One of the strengths of this survey is the remarkable response rate. The active cooperation of the regional delegates has made it possible to obtain official lists of CCDDs in the area and cooperate on the practical use of this information. The survey has revealed previously unexplored phenomena, such as the significant presence of CCDD branches throughout the country.

A continuous update of services, their organizational structure, patient numbers, and medical and social care aspects can be used to produce activity reports. It can also lead to research hypotheses and improvements in patient care [43].

To achieve this goal, it would be important to set up a national dementia information system, as it has been implemented in other countries [43] and envisioned by the Italian NDP. Planning the development of CCDDs in areas with higher estimates of people with dementia or MCI is crucial. Therefore, it may be useful to utilize health information systems to identify people with MCI or dementia to develop new services in underserved areas [44]. Currently, many Italian regions are making efforts to create a computerized medical record for CCDDs [25] to be included in a future national information system.

The results of this survey will allow an update of all structural and human resources highlighting the disparities between different Regions and territories in the field of prevention, diagnosis, management, and pharmacological, cognitive, and psychosocial treatment. Furthermore, these results will contribute to the development of national guidelines and care standards for CCDDs.

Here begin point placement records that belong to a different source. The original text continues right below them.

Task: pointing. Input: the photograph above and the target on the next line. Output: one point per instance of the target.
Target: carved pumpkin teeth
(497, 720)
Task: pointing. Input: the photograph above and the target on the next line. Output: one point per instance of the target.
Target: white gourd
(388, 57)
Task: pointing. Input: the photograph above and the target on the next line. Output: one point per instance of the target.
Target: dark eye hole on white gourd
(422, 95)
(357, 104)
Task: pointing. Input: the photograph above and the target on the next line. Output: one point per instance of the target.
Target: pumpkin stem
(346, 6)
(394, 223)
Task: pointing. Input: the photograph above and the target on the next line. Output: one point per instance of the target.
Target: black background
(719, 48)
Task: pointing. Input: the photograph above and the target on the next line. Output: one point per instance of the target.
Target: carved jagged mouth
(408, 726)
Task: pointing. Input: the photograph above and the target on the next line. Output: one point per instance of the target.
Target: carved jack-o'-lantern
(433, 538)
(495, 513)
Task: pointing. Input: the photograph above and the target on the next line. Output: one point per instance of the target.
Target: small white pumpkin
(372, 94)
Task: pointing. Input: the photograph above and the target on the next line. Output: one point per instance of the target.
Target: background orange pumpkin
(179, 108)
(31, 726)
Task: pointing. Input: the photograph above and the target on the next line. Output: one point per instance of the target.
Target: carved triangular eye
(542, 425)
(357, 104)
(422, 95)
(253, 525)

In a heterogeneous Italian and international context for memory clinics some recommendations for the deployment of second-generation memory clinics [45, 46] have been proposed and a reorganization of the CCDDs in Italy into three levels of increasing complexity was suggested [47].

However, the main conclusion that can be drawn from comparing this survey with one conducted in 2014, is that there is an ongoing, albeit slow, process of strengthening the network of services in Italy. There are still many challenges to be faced and overcome which, however, require a solid economic investment in public health [48].